Endocrine Abstracts

Extracellular vesicles (EVs) are membrane-bound vesicles which are release by most, if not all, cell types into the extracellular space. They may be divided into two types: microvesicles which are shed directly from the plasma membrane; and exosomes which are released via multivesicular bodies. Although initially thought to be cellular junk, EVs represent an important mode of intercellular communication and are highly conserved across species. This is achieved through the transfer of nucleic acids, proteins and lipids which effect changes in physiological and pathological processes in recipient and parent cells. The removal of unwanted cellular components via EV release is important in maintaining cellular homeostasis, while plasma EVs play an important role in maintaining vascular integrity by contributing to haemostasis. EVs are also important in innate and adaptive immune responses. However, it is the role of EVs in cancer that has been most widely studied and best understood. The transfer of oncogenic receptors and nucleic acids from tumour cells to normal cells can result in oncogenic transformation. EVs also play an important role in metastasis and angiogenesis.
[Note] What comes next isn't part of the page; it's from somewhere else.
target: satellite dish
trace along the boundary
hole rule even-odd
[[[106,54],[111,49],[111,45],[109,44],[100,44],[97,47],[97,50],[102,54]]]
As the composition of EVs reflect the phenotype and function of their parent cell, their analysis as biomarkers of disease has generated a great deal of attention and circulating EVs are increasingly being used as “liquid biopsies” in a variety of pathological conditions. This work has been hampered by the small size of EVs and the unpredictable expression of marker present on the parent cell. Consequently, there has been an explosion in techniques for the isolation and characterisation of EVs which poses challenges for standardisation. Finally, the potential of EVs for drug delivery or therapeutic agents in their own right is starting to be realised, with the first clinical trials being developed over the last few years.